What to Watch Out For at the 2017 Aspen Ideas Festival

David K Gibson
The Aspen Institute
4 min readJun 26, 2017

For a dozen years now, I’ve been sitting in the back of the room at the Aspen Ideas Festival taking notes like an enthusiastic undergrad. By profession, I am a writer and editor, and my AIF job is to find perfect back-and-forths from the conversations happening in the front of the room, which are then clipped from video and sent to news and social media outlets. Big Ideas deserve exposure, and I’m one way the Aspen Institute makes sure those ideas get out.

I’ve seen a lot. I’ve seen news made, and tears shed. I’ve had my heart swell and brain sizzle with the passion of speakers, the performances of actors and musicians, the promise of new technologies. Through headphones plugged into the audio feed, I’ve had a dozen years of expertise, inspiration, and prognostication pumped directly into my skull. In between scheduled events, I’ve stood in line for a hot dog with world leaders and theoretical physicists.

I bring up the hot dogs (try the Devil Sauce) because the Ideas Festival is about so much more than panel discussions. It’s about impromptu discussions over breakfast, and a follow-up to a follow-up question taken in the wildflowers along a walking path. It’s a web of connections among attendees and speakers, it’s engaging demonstrations by sponsors, it’s art on display or created in the moment. It’s a dawn-until-almost-dawn intellectual marathon in one of the world’s most beautiful and hospitable towns.

This year, I’ve been given this platform to give you snippets of that world, too. In this space, I’ll try to give you a feel of what it’s like to be here on the ground, picking up the conversations that happen over lunch, reactions to sessions I couldn’t attend, and excitement for upcoming conversations. I’ll pass on some big ideas that show up in small sessions and aren’t rushed out to cable news.

But it all starts with a highlighter and the 2017 agenda, so I’ll start highlighting. The old aphorism “If you don’t have your health, you don’t have anything” applies at societal scale, and health policy has impacts we don’t often think about. That’s the thought behind the “Intersections” track at this year’s Spotlight Health forum. (All events are listed in Mountain Time.)

  • Health influences how we vote. (Health and US Politics, Friday at 10am.)
  • Health policy can be harnessed to combat violent extremism. (Quelling Violent Extremism with Public Health Tools, Friday at noon.)
  • The way we view food is health policy. (James Beard: America’s First Foodie. Film and Discussion, Friday at 4:15pm)
  • Art affects health. (Nourishing Heart and Body through Art, Friday at 7:30pm, and Music, Health, and Well-Being: Jon Batiste in Conversation with Walter Isaacson, Saturday at 4:15pm)
  • There will be plenty of talk about what’s going on in Congress this week, as well as of epidemics and crises we are currently facing. This track will be a good reminder of just how integral health policy to every other decision we make.
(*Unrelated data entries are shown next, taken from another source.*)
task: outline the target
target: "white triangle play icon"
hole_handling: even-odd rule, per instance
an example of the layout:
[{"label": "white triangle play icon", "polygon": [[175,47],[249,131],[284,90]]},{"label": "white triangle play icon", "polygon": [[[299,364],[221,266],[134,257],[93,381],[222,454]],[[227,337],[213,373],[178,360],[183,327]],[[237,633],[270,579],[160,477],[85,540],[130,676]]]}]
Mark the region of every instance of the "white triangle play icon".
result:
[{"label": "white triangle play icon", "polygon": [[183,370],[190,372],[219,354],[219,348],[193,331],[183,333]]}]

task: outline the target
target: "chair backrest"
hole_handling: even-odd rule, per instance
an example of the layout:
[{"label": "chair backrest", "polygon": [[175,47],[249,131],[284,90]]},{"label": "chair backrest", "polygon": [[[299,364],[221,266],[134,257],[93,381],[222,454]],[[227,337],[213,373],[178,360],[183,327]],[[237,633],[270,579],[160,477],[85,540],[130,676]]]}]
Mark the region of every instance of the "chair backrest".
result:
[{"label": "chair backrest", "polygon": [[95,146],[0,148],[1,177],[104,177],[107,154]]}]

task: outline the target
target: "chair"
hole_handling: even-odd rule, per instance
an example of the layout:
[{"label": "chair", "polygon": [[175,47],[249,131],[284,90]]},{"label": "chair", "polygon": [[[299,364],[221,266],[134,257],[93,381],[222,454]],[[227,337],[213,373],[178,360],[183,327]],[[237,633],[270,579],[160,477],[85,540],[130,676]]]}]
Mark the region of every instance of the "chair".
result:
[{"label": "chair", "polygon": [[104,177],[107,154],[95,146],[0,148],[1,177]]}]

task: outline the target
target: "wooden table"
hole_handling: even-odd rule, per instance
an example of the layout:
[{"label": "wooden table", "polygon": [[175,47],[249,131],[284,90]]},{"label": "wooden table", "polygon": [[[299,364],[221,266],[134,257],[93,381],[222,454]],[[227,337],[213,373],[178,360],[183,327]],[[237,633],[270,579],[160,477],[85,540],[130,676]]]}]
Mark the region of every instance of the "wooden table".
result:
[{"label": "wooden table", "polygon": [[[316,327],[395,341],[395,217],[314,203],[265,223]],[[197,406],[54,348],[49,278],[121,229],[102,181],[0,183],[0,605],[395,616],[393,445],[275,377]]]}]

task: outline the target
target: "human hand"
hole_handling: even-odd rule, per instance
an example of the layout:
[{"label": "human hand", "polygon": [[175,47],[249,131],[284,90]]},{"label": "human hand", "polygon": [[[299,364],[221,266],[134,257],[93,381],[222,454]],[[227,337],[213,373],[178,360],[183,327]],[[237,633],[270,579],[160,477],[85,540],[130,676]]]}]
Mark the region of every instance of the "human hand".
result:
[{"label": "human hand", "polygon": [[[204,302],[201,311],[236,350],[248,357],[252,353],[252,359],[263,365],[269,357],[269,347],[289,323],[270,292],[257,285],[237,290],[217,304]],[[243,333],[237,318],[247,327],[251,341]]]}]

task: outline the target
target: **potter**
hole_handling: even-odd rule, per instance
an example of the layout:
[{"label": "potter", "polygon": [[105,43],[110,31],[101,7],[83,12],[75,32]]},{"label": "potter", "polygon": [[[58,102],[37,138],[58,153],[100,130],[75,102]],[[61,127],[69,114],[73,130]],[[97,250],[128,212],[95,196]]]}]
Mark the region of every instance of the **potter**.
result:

During Spotlight Health, Kathleen Sebelius will be interviewed by Walter Isaacson, and you won’t want to miss that. Isaacson will also talk with Richard Besser, the new president and CEO of the Robert Wood Johnson Foundation, and you won’t want to miss that either. And he’ll talk with jazz bandleader John Batiste about health and music, and by now you’re starting to see a pattern.

Walter Isaacson is stepping down from his role as President and CEO of the Aspen Institute, and it’s been our privilege to watch him interview some of the greatest thinkers alive. (If you read his books, he’s even good with the deceased.) So, if you haven’t seen him in action before, make sure he makes your personal agenda.

Some other health issues you might not have considered, but probably should:

  • Red Light for Traffic Deaths, Friday at 3pm
  • The Neuroscience of Poverty, Friday at 4:15pm
  • Human Health and the Planet, Saturday at noon
  • Fake Health News Metastasizes, Saturday at 7:30pm
  • The Epidemic of Loneliness, Sunday at 8am

I’ve packed my suitcase and am ready to go. Business casual, mostly, with a linen blazer because the weather will be perfect for a linen blazer. I’ve also packed a rain jacket and a warm softshell ski jacket, because there will be perfect weather for them, as well. I have notebooks, comfortable shoes, lip balm, and a pass to WeCycle — Aspen’s bikeshare program — already loaded on my phone. If you can’t make the trip, follow along with the festivities from the Ideas Festival site. I’ll be back over the next two weeks with more updates and insights from the festival.